JPY and CHF: No need for safe haven? - Rabobank

The JPY and the CHF have been the worst performing G10 currencies over the past 24 hrs or so as the JPY has dropped around 0.5% vs. the USD, the CHF by a more modest 0.14%, notes Jane Foley, Senior FX Strategist at Rabobank. 

Key Quotes

“The reason why these safe haven currencies are on the back foot is the perception that geopolitical risk has dropped as a result of the news that US President Trump and N. Korea leader Kim Jong Un will meet this spring.”

“Last year’s news flow was punctuation by reports indicating a deterioration in the relationship between N. Korea and the US. Arguably there was a build-up of tension as the year progressed, though interestingly the JPY’s reactions were not necessary in step with the seriousness of the news.   Although there was a clear drop in the value of USD/JPY in Jan through into early Feb and again from mid-March through to mid-April, as the year progressed investors’ demand for safe haven currencies was dampened by strong economic growth.  Through most of last year risk appetite was at buoyant level due to strength in economic fundamentals.  For many investors, the attraction of high yield was difficult to reconcile with geopolitical worries.”

“This year there has been a clear trend towards JPY strength suggesting a clear increase in demand for a safe haven. The CHF has not kept pace with its Japanese counterpart and we would attribute in part to the fact that the SNB maintains as a policy tool a threat to intervene. We would also suggest that the relatively buoyant stance of the EUR and the single currency’s display of safe haven behaviours over the past year or so to be dampening demand for the CHF.”
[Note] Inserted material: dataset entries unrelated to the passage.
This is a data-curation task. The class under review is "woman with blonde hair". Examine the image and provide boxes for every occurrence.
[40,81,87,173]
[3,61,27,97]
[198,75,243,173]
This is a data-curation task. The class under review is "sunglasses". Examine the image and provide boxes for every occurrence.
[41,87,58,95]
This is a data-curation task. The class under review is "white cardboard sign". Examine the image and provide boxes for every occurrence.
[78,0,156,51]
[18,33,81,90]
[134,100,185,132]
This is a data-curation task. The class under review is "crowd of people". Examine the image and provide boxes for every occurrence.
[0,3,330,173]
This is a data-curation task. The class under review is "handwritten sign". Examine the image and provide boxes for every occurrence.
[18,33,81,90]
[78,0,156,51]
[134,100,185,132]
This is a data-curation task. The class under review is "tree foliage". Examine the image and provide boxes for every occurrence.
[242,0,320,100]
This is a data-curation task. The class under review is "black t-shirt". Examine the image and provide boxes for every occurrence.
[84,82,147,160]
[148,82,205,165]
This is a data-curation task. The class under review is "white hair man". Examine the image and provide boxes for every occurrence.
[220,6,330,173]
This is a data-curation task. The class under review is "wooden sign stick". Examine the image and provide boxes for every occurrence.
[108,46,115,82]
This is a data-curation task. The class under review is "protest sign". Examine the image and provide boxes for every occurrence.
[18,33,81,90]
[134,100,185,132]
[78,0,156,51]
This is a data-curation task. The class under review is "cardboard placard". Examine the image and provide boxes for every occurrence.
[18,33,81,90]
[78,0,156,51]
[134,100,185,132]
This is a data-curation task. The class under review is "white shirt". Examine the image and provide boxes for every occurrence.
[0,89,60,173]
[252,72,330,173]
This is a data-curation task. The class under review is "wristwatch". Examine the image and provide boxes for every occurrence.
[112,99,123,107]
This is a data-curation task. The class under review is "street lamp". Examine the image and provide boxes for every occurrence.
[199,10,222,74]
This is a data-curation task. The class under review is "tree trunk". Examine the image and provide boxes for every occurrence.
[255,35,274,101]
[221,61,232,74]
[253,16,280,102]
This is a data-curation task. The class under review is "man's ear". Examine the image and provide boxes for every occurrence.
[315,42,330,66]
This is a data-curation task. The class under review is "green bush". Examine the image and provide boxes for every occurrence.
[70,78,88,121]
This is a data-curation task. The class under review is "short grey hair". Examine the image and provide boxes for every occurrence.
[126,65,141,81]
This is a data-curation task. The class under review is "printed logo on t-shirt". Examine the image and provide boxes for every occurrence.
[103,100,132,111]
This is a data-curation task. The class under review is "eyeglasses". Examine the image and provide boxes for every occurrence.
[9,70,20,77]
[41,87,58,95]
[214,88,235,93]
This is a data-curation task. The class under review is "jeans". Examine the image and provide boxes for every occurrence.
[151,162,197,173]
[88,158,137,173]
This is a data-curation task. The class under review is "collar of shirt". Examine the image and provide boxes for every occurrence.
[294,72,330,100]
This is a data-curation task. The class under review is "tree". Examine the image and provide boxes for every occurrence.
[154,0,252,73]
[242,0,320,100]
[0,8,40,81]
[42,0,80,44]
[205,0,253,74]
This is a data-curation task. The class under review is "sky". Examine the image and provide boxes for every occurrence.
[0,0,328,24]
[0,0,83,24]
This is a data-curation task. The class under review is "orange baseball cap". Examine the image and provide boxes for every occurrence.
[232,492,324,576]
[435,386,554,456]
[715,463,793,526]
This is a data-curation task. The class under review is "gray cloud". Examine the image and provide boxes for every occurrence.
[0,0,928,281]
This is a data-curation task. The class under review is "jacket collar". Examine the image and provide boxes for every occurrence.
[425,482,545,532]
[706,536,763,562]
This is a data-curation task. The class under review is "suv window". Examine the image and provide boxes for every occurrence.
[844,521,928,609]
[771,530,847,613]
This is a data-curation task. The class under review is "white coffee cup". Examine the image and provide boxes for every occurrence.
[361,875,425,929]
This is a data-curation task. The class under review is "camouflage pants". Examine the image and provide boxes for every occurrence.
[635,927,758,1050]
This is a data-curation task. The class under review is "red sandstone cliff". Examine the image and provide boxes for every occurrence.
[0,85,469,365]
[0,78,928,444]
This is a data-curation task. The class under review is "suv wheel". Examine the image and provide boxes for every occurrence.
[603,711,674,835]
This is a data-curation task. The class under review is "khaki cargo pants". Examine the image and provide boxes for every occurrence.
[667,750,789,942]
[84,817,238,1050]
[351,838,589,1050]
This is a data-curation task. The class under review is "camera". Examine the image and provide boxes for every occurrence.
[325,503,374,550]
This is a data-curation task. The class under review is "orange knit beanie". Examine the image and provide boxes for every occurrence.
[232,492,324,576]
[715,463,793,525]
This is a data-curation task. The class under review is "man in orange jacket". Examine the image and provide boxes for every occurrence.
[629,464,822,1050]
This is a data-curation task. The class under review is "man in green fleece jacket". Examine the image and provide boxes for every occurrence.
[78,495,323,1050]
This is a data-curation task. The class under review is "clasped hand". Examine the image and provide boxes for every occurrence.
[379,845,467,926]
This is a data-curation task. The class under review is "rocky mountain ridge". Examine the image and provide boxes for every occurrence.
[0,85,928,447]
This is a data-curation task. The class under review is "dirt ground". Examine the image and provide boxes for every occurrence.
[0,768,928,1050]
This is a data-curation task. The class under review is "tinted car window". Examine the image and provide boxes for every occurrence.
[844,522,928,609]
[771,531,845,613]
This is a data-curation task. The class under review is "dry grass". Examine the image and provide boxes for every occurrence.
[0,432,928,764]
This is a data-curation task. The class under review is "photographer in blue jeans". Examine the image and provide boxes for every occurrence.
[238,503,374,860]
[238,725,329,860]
“Although fresh news worries stemming from N. Korea has been limited this year, fears of inflation, a more hawkish Federal Reserve and rising US yields can be linked with the market’s retreat to safe havens. The JPY was the only G10 currency and indeed the only Asian currency to outperform the USD last month.  The poor performance of Asian currencies is of particular note.  Although Asian countries are far more resilient than they were in the crisis years of 1997/98, this is still a region with a relatively high level of USD dominated debt.  This means Asian currencies are set to be particularly sensitive to a reduction of USD liquidity.  Motivated by fears that the Fed could be minded to hike rates 4 times this year rather than the 3 that it has been signalling, the IDR dropped 2.4% vs. the IDR vs. the USD last month.  Indonesia has a high level of USD denominated debt per capita and can be considered a bellwether to concerns about USD liquidity.”

“Although a reduction in geopolitical tension is clearly a positive signal for world growth and risk appetite, there are plenty of concerns that suggest the opposite. In addition to worries about central banks tightening, fear of looming trade wars is casting a dark shadow.  It is too early to draw any strong conclusions on how this will pan out this year.  However, safe haven currencies are likely to retain a premium for now.  This suggests that the USD is set to retain a firm bias against many high yielding currencies.  It also implies that the JPY and the CHF are unlikely to give back too much of this year’s gains.  We retain a 3 mth USD/JPY forecast of 107.00.”